Los fans ondearon banderas iraquíes y australianas mientras gritaban «Arnie, Arnie, Arnie, oi, oi, oi» mientras Arnold hablaba con los medios locales tras su regreso de México, donde su equipo ganó el partido final del playoff intercontinental contra Bolivia el martes.

La victoria por 2-1 ocurrió en un momento turbulento en Irak, envuelto en el conflicto del Medio Oriente que dejó a varios jugadores varados en diferentes partes de la región y amenazó con sabotear su campaña para el torneo de playoff.
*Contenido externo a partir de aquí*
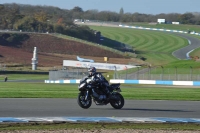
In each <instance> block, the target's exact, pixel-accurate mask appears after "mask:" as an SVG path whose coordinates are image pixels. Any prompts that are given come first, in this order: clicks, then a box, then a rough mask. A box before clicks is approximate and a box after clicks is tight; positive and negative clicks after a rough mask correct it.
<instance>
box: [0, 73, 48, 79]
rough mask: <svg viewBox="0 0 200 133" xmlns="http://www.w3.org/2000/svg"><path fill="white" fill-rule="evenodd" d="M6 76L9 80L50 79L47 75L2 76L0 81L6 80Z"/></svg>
mask: <svg viewBox="0 0 200 133" xmlns="http://www.w3.org/2000/svg"><path fill="white" fill-rule="evenodd" d="M5 76H7V77H8V80H45V79H48V78H49V75H47V74H4V75H3V74H0V80H4V78H5Z"/></svg>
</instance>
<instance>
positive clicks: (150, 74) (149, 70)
mask: <svg viewBox="0 0 200 133" xmlns="http://www.w3.org/2000/svg"><path fill="white" fill-rule="evenodd" d="M148 79H149V80H151V66H149V78H148Z"/></svg>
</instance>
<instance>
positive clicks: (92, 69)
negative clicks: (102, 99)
mask: <svg viewBox="0 0 200 133" xmlns="http://www.w3.org/2000/svg"><path fill="white" fill-rule="evenodd" d="M88 72H92V74H93V73H95V72H96V68H95V67H90V68H89V69H88Z"/></svg>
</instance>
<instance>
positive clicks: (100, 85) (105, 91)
mask: <svg viewBox="0 0 200 133" xmlns="http://www.w3.org/2000/svg"><path fill="white" fill-rule="evenodd" d="M88 72H89V75H88V77H90V78H91V79H92V83H99V84H100V86H101V88H104V90H105V92H106V94H107V95H108V96H109V97H110V96H111V94H110V91H109V83H108V81H107V80H106V79H105V77H104V76H103V75H102V74H101V73H97V72H96V68H95V67H92V66H91V67H90V68H89V69H88Z"/></svg>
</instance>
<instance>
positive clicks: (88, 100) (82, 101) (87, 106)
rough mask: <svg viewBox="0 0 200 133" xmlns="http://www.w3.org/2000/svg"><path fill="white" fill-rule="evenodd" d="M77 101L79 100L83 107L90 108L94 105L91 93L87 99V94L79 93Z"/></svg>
mask: <svg viewBox="0 0 200 133" xmlns="http://www.w3.org/2000/svg"><path fill="white" fill-rule="evenodd" d="M77 102H78V105H79V106H80V107H81V108H84V109H88V108H89V107H90V106H91V105H92V98H91V96H90V95H89V96H88V98H87V100H85V94H84V93H79V94H78V99H77Z"/></svg>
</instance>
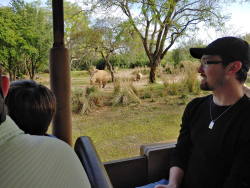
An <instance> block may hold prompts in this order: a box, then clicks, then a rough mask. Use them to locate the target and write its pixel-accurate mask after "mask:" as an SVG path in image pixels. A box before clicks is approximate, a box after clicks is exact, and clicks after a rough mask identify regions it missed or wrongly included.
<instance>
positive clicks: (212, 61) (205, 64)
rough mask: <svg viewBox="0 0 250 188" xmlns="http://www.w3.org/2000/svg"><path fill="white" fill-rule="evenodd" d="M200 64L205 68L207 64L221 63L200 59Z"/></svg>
mask: <svg viewBox="0 0 250 188" xmlns="http://www.w3.org/2000/svg"><path fill="white" fill-rule="evenodd" d="M200 63H201V65H202V66H203V67H206V66H207V65H209V64H219V63H222V61H207V60H205V59H201V60H200Z"/></svg>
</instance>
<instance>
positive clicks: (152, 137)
mask: <svg viewBox="0 0 250 188" xmlns="http://www.w3.org/2000/svg"><path fill="white" fill-rule="evenodd" d="M183 110H184V106H178V105H173V106H172V105H170V104H169V105H167V104H164V105H152V104H150V105H147V104H145V105H139V106H136V107H129V108H122V107H112V108H109V110H105V111H99V112H98V114H91V115H88V116H79V115H74V116H73V143H75V140H76V139H77V138H78V137H79V136H83V135H88V136H89V137H91V139H92V140H93V142H94V145H95V147H96V149H97V152H98V153H99V156H100V157H101V160H102V161H111V160H117V159H122V158H129V157H135V156H139V151H140V150H139V148H140V145H142V144H146V143H153V142H158V141H163V140H169V139H175V138H177V136H178V132H179V129H180V126H179V125H180V123H181V116H182V113H183ZM83 122H84V123H83Z"/></svg>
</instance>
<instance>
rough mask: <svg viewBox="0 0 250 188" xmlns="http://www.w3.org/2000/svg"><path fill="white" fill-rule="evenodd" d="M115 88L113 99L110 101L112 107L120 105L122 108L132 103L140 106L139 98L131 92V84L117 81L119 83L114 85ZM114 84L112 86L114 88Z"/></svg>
mask: <svg viewBox="0 0 250 188" xmlns="http://www.w3.org/2000/svg"><path fill="white" fill-rule="evenodd" d="M115 84H116V88H115V87H114V88H115V90H114V97H113V100H112V106H115V105H118V104H121V105H123V106H128V105H130V104H132V103H134V104H141V101H140V99H139V97H138V96H137V95H136V93H135V92H134V90H133V87H131V86H132V83H131V82H126V81H125V82H124V81H119V83H115ZM115 84H114V86H115Z"/></svg>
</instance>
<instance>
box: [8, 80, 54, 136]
mask: <svg viewBox="0 0 250 188" xmlns="http://www.w3.org/2000/svg"><path fill="white" fill-rule="evenodd" d="M5 100H6V101H5V103H6V105H7V107H8V111H9V116H10V117H11V118H12V119H13V121H14V122H15V123H16V124H17V125H18V126H19V128H20V129H22V130H23V131H24V132H25V133H28V134H31V135H44V134H45V133H46V132H47V130H48V127H49V125H50V122H51V120H52V118H53V116H54V114H55V111H56V98H55V95H54V94H53V93H52V91H50V90H49V89H48V88H47V87H45V86H43V85H40V84H37V83H36V82H35V81H31V80H22V81H16V82H12V83H11V84H10V88H9V91H8V95H7V97H6V99H5Z"/></svg>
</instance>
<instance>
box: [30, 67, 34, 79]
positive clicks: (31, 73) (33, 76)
mask: <svg viewBox="0 0 250 188" xmlns="http://www.w3.org/2000/svg"><path fill="white" fill-rule="evenodd" d="M34 78H35V69H33V68H32V70H31V75H30V79H32V80H34Z"/></svg>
No obstante, Irak superó un desafío logístico y una fuerte oposición sudamericana para marcar su regreso al evento global por primera vez desde 1986.

Acogida heroica en Bagdad

Los «Leones de Mesopotamia» también regresaron a casa con una acogida heroica. Miles de fans llenaron las calles del centro de Bagdad mientras los jugadores, sentados en un autobús de dos pisos, celebraron con sus compatriotas el sábado.

Arnold no formó parte de esas celebraciones, pero la comunidad iraquí en Australia aseguró que el entrenador no se sintiera excluido.

«Locura, locura. No esperaba esto aquí en Australia. Claramente en Irak. Pero es increíble», dijo Arnold a la cadena de medios australiana SBS mientras se paraba frente a los fans en el terminal.

«Primero, quiero disculparme con todo el mundo en Irak por no poder regresar allí a celebrar debido al cierre del espacio aéreo.

«Ver esto aquí es increíble. Muchas gracias.

«Solo quiero decir que estoy muy, muy orgulloso de los jugadores y de lo que hicieron, hacer felices a muchos iraquíes es muy importante y eso fue lo principal».

Según reportes en los medios australianos, los fans locales de fútbol iraquíes se enteraron del regreso de Arnold a través de la Asociación de Fútbol de Irak (IFA) y decidieron darle la bienvenida en el aeropuerto.

Se podía ver a los fans gritando «Uno, uno, uno, Arnold número uno» mientras el entrenador observaba la escena a su alrededor.

Jornada de clasificación y desafíos

Arnold, quien anteriormente entrenó a Australia, tomó el mando del equipo iraquí en mayo y lo llevó a tres victorias, tres empates y dos derrotas en su campaña de clasificación al Mundial.

Los resultados llevaron a Irak al quinto y último round del torneo de clasificación de la Confederación Asiática de Fútbol (AFC), donde vencieron a los Emiratos Árabes Unidos 3-2 en noviembre y aseguraron su lugar en el torneo de playoff de la FIFA.

A principios de marzo, el exjugador internacional australiano pidió a la FIFA que pospusiera el partido final de playoff de Irak o encontrara una manera de asegurar que los jugadores llegaran a México con bastante antelación, mientras lidiaban con las consecuencias de la guerra entre Estados Unidos e Israel en Irán.

La petición fue escuchada, ya que la FIFA organizó un vuelo charter para el equipo iraquí y su personal de apoyo, quienes llegaron a México poco más de una semana antes del partido del 31 de marzo.

Después de su victoria, Arnold elogió efusivamente a los jugadores iraquíes que participaron en el partido mientras la guerra continuaba.

«Todo lo que está sucediendo en el Medio Oriente lo hizo un poco más difícil», dijo Arnold después del partido de desempate.

«Prohibí el uso de redes sociales desde el día en que llegamos aquí», añadió. «No quería que pensaran en lo que está sucediendo en el Medio Oriente porque tenían que concentrarse en el trabajo que teníamos aquí».

Arnold dijo que clasificarse al Mundial era un privilegio importante para los jugadores. «Irak no tiene nada que perder».

Irak será colocado en uno de los grupos más difíciles del Mundial. Sus rivales en el Grupo I serán Francia, Noruega y Senegal.

El equipo del Medio Oriente enfrentará a Noruega en su primer partido el 16 de junio en Boston. Su segundo partido será contra los campeones de 2018, Francia, el 22 de junio en Filadelfia, y su último partido del grupo contra Senegal será cuatro días después en Toronto, Canadá.